La transparence, c’est comme la tarte aux pommes. Tout le monde est pour et on en prendrait toujours plus.

Mais alors que l’opposition réclame plus de « transparence » de la part du gouvernement Legault dans sa gestion de la pandémie de COVID-19, il faut faire attention à ce que l’on souhaite exactement.

Veut-on d’un gouvernement contraint de pondre un rapport chaque fois qu’il prend une décision ? Veut-on que des discussions orales qui se déroulent avec fluidité dans la fameuse « cellule de crise » du gouvernement soient systématiquement transcrites et dévoilées à la population ? Veut-on alourdir un processus décisionnel déjà complexe à l’heure où la situation changeante de l’épidémie exige de la flexibilité ?

Le gouvernement a été élu pour prendre des décisions et il serait contre-productif de le talonner sur chaque détail du processus ayant conduit à chacune d’entre elles.

Nos décideurs doivent aussi être en mesure de discuter franchement, à l’abri des micros, lorsqu’ils évaluent différentes options.

Ceux qui réclament des rapports et des avis pour appuyer chaque action doivent aussi réaliser que ces derniers ne sont pas parole d’évangile. Oui, le gouvernement doit baser sa lutte contre le virus sur des données. Mais il ne peut non plus s’y fier aveuglément. D’autres considérations – la praticabilité des mesures sur le terrain, l’acceptabilité sociale, l’économie – doivent aussi être prises en compte.

Cela étant dit, les appels à plus de transparence qu’on entend ces jours-ci ne sont pas complètement infondés. Des citoyens durement touchés par les mesures sanitaires peinent parfois à comprendre le raisonnement qui est derrière. À l’intérieur même de la machine de la santé publique, des experts ont l’impression que les directions régionales et même l’Institut national de santé publique du Québec sont souvent ignorés et que les décisions reposent sur l’avis d’une poignée de personnes.

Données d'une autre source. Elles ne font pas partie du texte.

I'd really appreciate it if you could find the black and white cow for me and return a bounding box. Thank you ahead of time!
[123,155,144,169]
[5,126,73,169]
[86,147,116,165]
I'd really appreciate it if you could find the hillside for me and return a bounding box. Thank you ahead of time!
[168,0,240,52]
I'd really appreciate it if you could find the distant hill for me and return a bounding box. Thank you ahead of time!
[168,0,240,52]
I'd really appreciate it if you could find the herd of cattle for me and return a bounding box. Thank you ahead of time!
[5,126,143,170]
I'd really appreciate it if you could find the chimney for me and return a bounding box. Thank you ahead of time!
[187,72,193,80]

Ces perceptions sont de nature à miner la confiance, et donc l’adhésion aux mesures sanitaires.

PHOTO EDOUARD PLANTE-FRÉCHETTE, LA PRESSE

« Le premier ministre, le ministre de la Santé et le directeur national de santé publique se présentent devant les journalistes plusieurs fois par semaine pour répondre aux questions. Il faut le saluer », souligne notre éditorialiste.

Le gouvernement pourrait-il mieux expliquer les options qu’il avait devant lui et le raisonnement qui sous-tend ses choix ? Certainement. Les théâtres et les musées, aujourd’hui, sont-ils fermés parce qu’on y avait documenté des éclosions, parce qu’on craignait qu’elles puissent s’y produire ou parce qu’on voulait changer l’environnement social ? Et qu’est-ce qui justifie l’interdiction des rencontres extérieures ? Avouons que ce n’est pas toujours aussi clair qu’on le souhaiterait. Ce n’est donc pas tant de transparence accrue qu’ont besoin les Québécois que de plus d’explications.

En parallèle, il y a l’épineuse question de l’accès à l’information. Des experts indépendants qui veulent faire leurs propres analyses n’ont pas encore pleinement accès aux données. Partager ces dernières nécessiterait un certain travail d’anonymisation afin de préserver la vie privée des patients. On comprend que ce n’était pas une priorité au début de l’épidémie, mais ça doit le devenir. On se prive depuis trop longtemps du précieux éclairage que ces spécialistes pourraient apporter.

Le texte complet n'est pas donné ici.